Gue berjalan keluar dari komplek, ingin berburu jajanan pinggir jalan yang jaraknya tidak begitu jauh dari komplek sini. Soalnya kalau jauh-jauh gue tidak kuat untuk jalan, baru sebentar saja kaki gue sudah terasa pegal.
Sasaran pertama gue adalah kedai susu jahe. Katanya, banyak yang bilang kalau susu jahe disini rasanya enak, berbeda dari susu jahe yang lain. Karena penasaran, jadi gue langsung ingin mencicipinya.
Pada saat memasuki tenda susu jahe itu, gue langsung memesan satu cangkir dengan roti bakar sebagai pelengkap. Setelah pesanan gue sudah di acc oleh abangnya, gue bergegas duduk di pojok kanan. Pengunjungnya juga tidak terlalu ramai, hanya satu pasang suami istri dan empat ibu-ibu yang sepertinya sedang menikmati obrolan-obrolan negatif;gibah.
"Mang, satu ya. Biasa, jahenya jangan banyak-banyak naronya." Sebentar, seperti tidak asing suaranya. Cempreng-cempreng tapi songong gitu. "Lah Teh, lo ternyata." Tebakan gue tidak meleset. Perempuan yang kerudungnya gue colong, adalah pelakunya.
Gue tersenyum sumringah, merintahkan dia untuk duduk bersamaan "kok bisa kebetulan gini sih? Emang Lo sering kesini?" Tanya gue sok excited.
Indy mengangguk, bahwa pertanyaan gue itu benar "nggak sering-sering banget sih, cuma udah langganan aja sama abangnya." Gue mengangguk paham, bersamaan dengan datangnya susu jahe yang gue pesan tadi "lo sering kesini?" Kali ini gue menggeleng, karena memang faktanya begitu. Gue saja baru beberapa hari disini "nggak, ini yang pertama. Cuma penasaran aja sama rasanya, kata orang-orang sih enak. Jadi gue mampir ke sini."
"Rumah lo kayaknya deket sini ya?" Suka banget menebak-nebak, tapi entah kenapa tebakan dia tuh selalu saja benar. "Iya, gue tinggal di Mentari, rumah Tante. Soalnya gue nggak netap disini, mungkin nanti pulang." Pasti, pasti gue akan pulang, tidak mungkin menetap disini. Karena habitat asli gue disana, bukan disini.
"Udah lama kenal sama a Nicko?" Lagi-lagi, pertanyaan itu yang gue dapat.
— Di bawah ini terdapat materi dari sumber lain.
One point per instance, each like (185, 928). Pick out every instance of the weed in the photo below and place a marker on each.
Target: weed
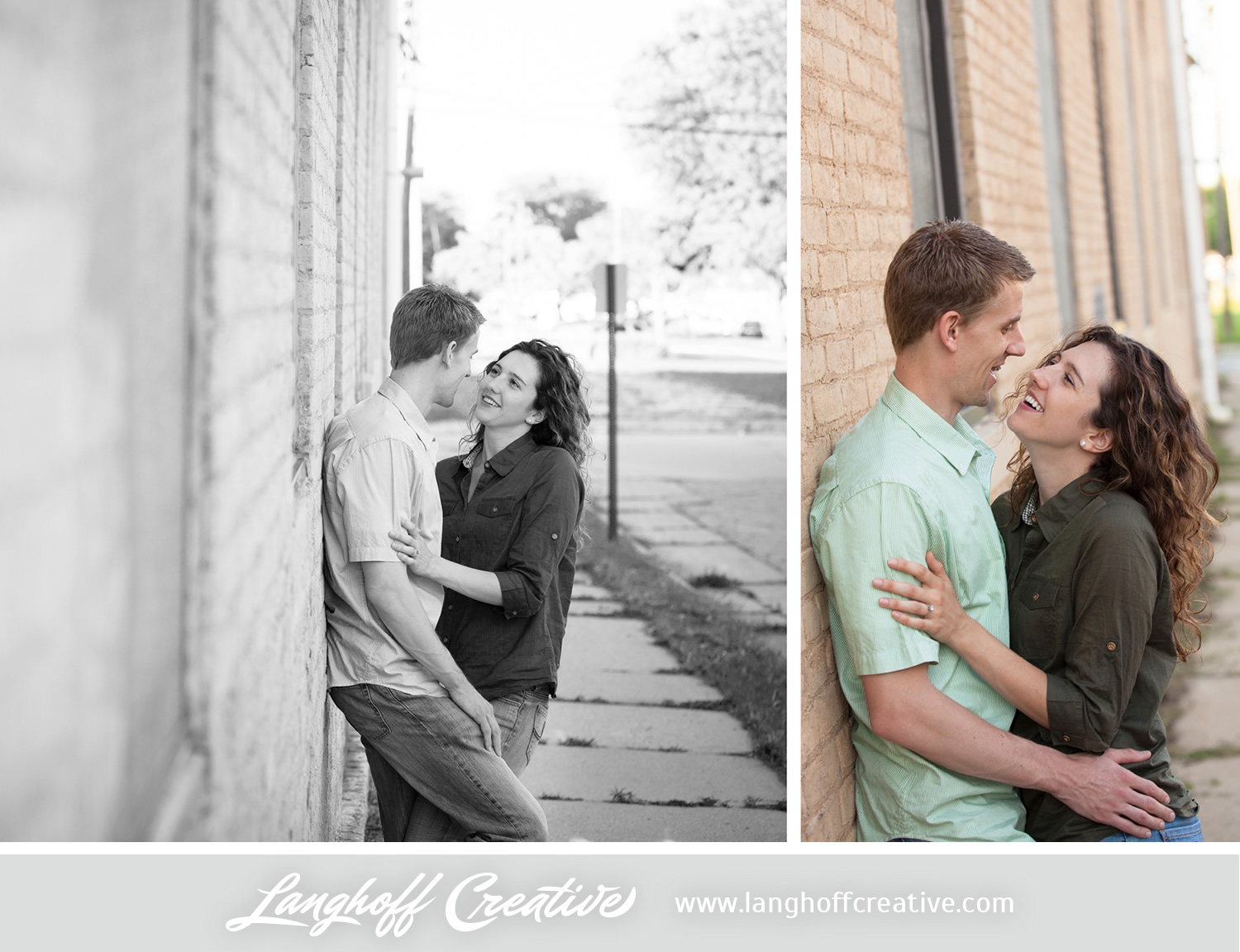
(713, 580)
Padahal pada saat dirumahnya tadi gue sudah menjelaskan bahwa gue baru beberapa hari disini. Biarin deh, mungkin dia lupa "baru beberapa hari, ketemu di Braga." Kalimat akhir yang gue ucapkan sepertinya menarik perhatian dia untuk gue terus ngomong tentang pertemuan gue dengan abangnya itu. Soalnya dari cara dia memajukan wajahnya sedikit lebih dekat, itu sudah membuat gue paham.
"Oh, tumben loh a Nicko begini." Tumben? Maksudnya gimana deh? Memang biasanya seperti apa?
"Hah? Gimana maksudnya?" Tanya gue sangat penasaran. "Gimana ya gue ngomongnya, ribet soalnya." Sebenarnya gue tidak menuntut untuk dia menjelaskan, tapi gimana ya gue kepo juga. "Sebelumnya gue mau bilang makasih dulu nih sama lo, Teh." Sumpah, gue semakin tidak mengerti. Makasih untuk apa? Gue saja tidak memberikan apapun untuknya. "Makasih buat apa? Perasaan gue nggak kasih apa-apa loh? Ada juga gue yang harus bilang makasih sama lo, soalnya udah dikasih kerudung ini."
Matanya langsung membulat, seolah sangat terkejut dengan perkataan gue tadi "pantes anjir gue cariin nggak ada." Nah loh, malu banget deh gue kalau begini. "Gue nggak minta ya, Nicko yang kasih. Soalnya gue kesini cuma bawa kerudung dua. Besok deh ya gue balikin, biar dicu-"
"Selow kali, udah pake! Lo cantikan pake kerudung. Lagian di rumah gue juga banyak. Lo kalo mau lagi, ke rumah aja, tinggal pilih mau yang mana." Sombong amat, tapi sepertinya tidak salah sih. Kalau dilihat dari penampilannya, Indy ini sangat modis. Tidak heran kalau kerudungnya banyak seperti grosiran pasar Tanah Abang.